What if such unpairable lines are important and must be visible after joining the files. In such cases we can use -a option with join command which will help in displaying such unpairable lines. This option requires the user to pass a file number so that the tool knows which file you are talking about.

//using join with -a option//

//1 is used with -a to display the contents of
first file passed//

$join file1.txt file2.txt -a 1
1 AAYUSH 101
2 APAAR 102
3 HEMANT 103
4 KARTIK 104
5 DEEPAK

//5 column of first file is 
also displayed with help of -a option
although it is unpairable//

2.using -1 and -2 option

As we already know that join combines lines of files on a common field, which is first field by default. However, it is not necessary that the common key in the both files always be the first column.join command provides options if the common key is other than the first column. In this case, if you want to use the second field of either file or both the files to be the common field for join, you can do this by using the -1 and -2 command line options.
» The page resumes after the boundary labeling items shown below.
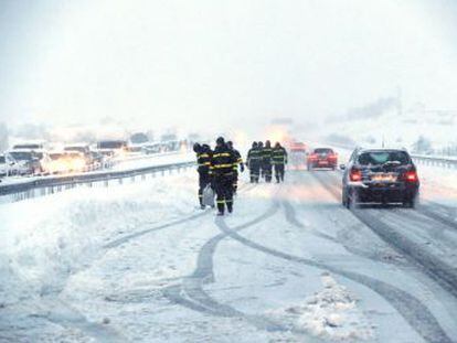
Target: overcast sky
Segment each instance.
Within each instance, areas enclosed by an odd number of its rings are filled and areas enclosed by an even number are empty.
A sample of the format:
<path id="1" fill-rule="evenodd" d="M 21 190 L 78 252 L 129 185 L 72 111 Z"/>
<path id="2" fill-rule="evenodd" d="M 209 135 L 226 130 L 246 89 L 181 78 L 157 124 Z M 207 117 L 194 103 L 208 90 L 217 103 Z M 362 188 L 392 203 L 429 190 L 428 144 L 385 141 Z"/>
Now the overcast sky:
<path id="1" fill-rule="evenodd" d="M 195 128 L 457 108 L 457 1 L 0 0 L 0 121 Z"/>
The -1 and -2 here represents the first and second file and these options requires a numeric argument that refers to the joining field for the corresponding file:

Syntax:

join -1[field] -2[field] file1 file2 

This will be easily understandable with the example below:

//displaying contents of first file//
$cat file1.txt
AAYUSH 1
APAAR 2
HEMANT 3
KARTIK 4

//displaying contents of second file//
$cat file2.txt
 101 1
 102 2
 103 3
 104 4

//now using join command //

$join -1 2 -2 2 file1.txt file2.txt
1 AAYUSH 101
2 APAAR 102
3 HEMANT 103
4 KARTIK 104

//here -1 2 refers to the use of 2 column of
first file as the common field and -2 2
refers to the use of 2 column of second
file as the common field for joining//

Column

The column command formats its input into multiple columns. Useful for pretty-printing displays.

Usage:

$ column –s "Separator" –t file

-t Determine the number of columns the input contains and create a table. -s Columns are delimited with whitespace, by default, or with the characters supplied using the -s option

//displaying contents of table file//
cat table

column1 column2
1 2
3 45
43 565
234234 5454532
4223 43252345
2343214 54545
2 454325245
32542 452524

//now using column command with //

column -t table

column1  column2
1        2
3        45
43       565
234234   5454532
4223     43252345
2343214  54545
2        454325245
32542    452524

Excercises

Using the file forest_coverage_percent.csv stored at Resources folder obtein next data.

  1. Number of countries
  2. country column sorted alphabetically
  3. Number of years analyzed
  4. Obtein all the forest coverage data for Germany
  5. which coverage percent was obteined by Germany in 1999?
  6. Which country has the highest coverage percent in 1998 and in the year 2000?